• The saga of Jeff Weaver has reached a new low, with the Yankees righthander having been shipped down to Class-A Tampa this week to get some embarrassing side work in with Bombers pitching guru Billy Connors.
It’s hard to pinpoint exactly what’s gone wrong with Weaver since the Yankees acquired him from the Detroit Tigers last summer, but if there’s anyone who can figure him out, it’s probably Connors.
The one-time Cubs and Mets hurler is a virtuoso of pitching knowledge, having most recently figured out a number of mechanical difficulties within the motion of Jose Contreras – ironically, the very person who bumped Weaver from the Yankees’ starting five.
Perhaps better times are ahead for Weaver, who is 7-9 this season and raised his ERA to an unimpressive 5.85 Monday when he served up a home run to the Orioles’ Larry Bigbie. He’s still eligible for the postseason roster when the Yankees begin the Division Series, and if the Connors Cure works, he might be a valuable in-season pickup for a Bombers pitching staff that has seen a stunning amount of turnover this season.
"Maybe 10 years from now I’ll say 2003 is the year that built me as a pitcher and a person," Weaver said.
• The YES Network’s Michael Kay brought up an excellent point this week regarding the accountability of the three big stars of the Boston Red Sox – Nomar Garciaparra, Manny Ramirez and Pedro Martinez.
While Derek Jeter makes it a point to be available to the media in both good times and bad, Ramirez and Martinez are the exact opposites up in Beantown.
Both have sworn off speaking to the press, although Martinez made an exception this week, telling a Boston radio reporter that he had no intention of coming back to Fenway Park once his current hold with the team ends. In order to speak with Garciaparra, even the poor souls who cover the Sox on a daily basis must make an apointment with the star shortstop and his club.
As Kay properly noted, that kind of a behavior is an accurate reflection of disarray in the front office – a sign that maybe the Red Sox don’t have everything in control the way they should. Somebody needs to speak to these spoiled babies, and fast.
Ramirez is a Washington Heights native who’s made no secret of his aspirations to someday play for the Yankees, but he’d better get his act together if that’s ever going to happen.

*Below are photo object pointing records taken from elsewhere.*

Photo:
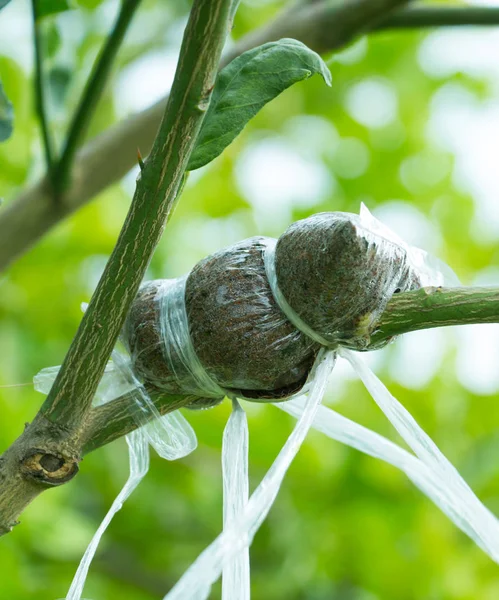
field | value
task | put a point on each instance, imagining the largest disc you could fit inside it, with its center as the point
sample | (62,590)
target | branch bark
(422,309)
(436,307)
(107,158)
(48,451)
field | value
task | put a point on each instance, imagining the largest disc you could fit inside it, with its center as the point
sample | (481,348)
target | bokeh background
(411,128)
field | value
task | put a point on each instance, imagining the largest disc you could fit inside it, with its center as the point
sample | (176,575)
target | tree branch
(107,158)
(92,94)
(436,307)
(441,16)
(411,311)
(48,451)
(39,92)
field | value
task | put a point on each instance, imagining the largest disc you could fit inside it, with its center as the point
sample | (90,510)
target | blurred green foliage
(344,526)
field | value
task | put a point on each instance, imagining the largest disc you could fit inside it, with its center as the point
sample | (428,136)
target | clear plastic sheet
(250,343)
(430,471)
(178,349)
(196,582)
(170,435)
(235,576)
(356,265)
(139,465)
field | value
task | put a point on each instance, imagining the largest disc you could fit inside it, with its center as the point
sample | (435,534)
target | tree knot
(49,468)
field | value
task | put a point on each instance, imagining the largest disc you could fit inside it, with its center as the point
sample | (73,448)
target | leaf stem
(91,95)
(39,93)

• Former Dodgers manager Tommy Lasorda believes that the Mets are absolutely, positively clueless with regard to their treatment of his godson, Mike Piazza. Lasorda told a gathering of Mets beat writers this week in Los Angeles that he can’t understand why the team is so eager to move Piazza out from behind the plate and to first base, conveniently ignoring his poor throwing by defending his big bat."Do you have a better catcher?"
Lasorda said, according to accounts. "Do you got a guy that could hit .300 and hit 40 home runs? Then, damn it, move him. But you can’t get anybody better than that. What the hell do they want?" A recent article in the Los Angeles Times floated the possibility that Piazza could someday end his career in Dodgers blue, the way it started. It’s an intriguing thought, but it doesn’t really make financial sense for the Dodgers, who already have a great catcher in Paul Lo Duca and have been burned by the re-acquisition of another Met, the injured Todd Hundley.

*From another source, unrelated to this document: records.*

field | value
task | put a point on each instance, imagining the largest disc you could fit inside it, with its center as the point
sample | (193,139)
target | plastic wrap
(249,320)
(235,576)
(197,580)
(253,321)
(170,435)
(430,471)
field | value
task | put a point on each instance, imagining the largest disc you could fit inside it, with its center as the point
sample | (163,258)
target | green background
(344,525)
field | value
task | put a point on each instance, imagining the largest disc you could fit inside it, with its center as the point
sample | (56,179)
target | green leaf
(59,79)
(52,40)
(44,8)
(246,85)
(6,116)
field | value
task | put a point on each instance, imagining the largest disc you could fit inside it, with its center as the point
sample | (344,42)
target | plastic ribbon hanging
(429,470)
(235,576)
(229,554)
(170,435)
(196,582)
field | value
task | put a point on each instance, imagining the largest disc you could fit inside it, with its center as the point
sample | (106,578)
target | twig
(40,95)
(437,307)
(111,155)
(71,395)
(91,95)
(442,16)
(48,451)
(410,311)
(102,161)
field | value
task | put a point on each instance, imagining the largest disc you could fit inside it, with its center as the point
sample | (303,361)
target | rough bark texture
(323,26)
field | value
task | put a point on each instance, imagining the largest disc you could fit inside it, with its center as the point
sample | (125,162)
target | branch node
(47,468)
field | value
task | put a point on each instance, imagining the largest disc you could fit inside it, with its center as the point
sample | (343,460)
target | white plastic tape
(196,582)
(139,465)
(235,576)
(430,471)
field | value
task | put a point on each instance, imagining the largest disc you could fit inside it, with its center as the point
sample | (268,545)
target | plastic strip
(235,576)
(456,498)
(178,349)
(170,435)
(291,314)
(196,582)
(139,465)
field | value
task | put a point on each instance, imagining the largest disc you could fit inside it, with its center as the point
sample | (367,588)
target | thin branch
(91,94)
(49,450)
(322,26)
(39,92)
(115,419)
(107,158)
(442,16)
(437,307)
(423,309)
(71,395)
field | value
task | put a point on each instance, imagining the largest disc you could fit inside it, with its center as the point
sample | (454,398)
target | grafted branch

• Yankees third baseman Aaron Boone, hitting just .181 with his new team, admits that he’s been pressing to make his mark in New York since the late July trade that rescued him from the cost-cutting Cincinnati Reds.
"Not knowing any of these guys and not knowing any of the coaches, you do want to come over and make an impression," Boone said. "It’s an adjustment, the whole thing, with the pitchers and a new league and all of that. Those aren’t excuses or anything, but all of that, and just basically not swinging the bat well for a couple of weeks, and that’s what you’ve got."
• Al Leiter’s political career may have to go on hold. The Mets lefthander has accepted an opportunity to step in as the third man in the booth during FOX’s coverage of the League Championship Series. He’ll be interestingly paired with Tim McCarver, the longtime Mets commentator who worked a number of Leiter’s starts as a Met beginning in 1998.
BULLET If you thought the Turner Field turf looked a little shoddy during the Mets’ series with the Braves this week, your eyes weren’t betraying you. The grass at ‘The Ted’ has been an awful mess ever since thousands of moshing Metallica fans ripped it to shreds in mid-July, and the grounds crew has been relegated to filling in the empty patches with green sand.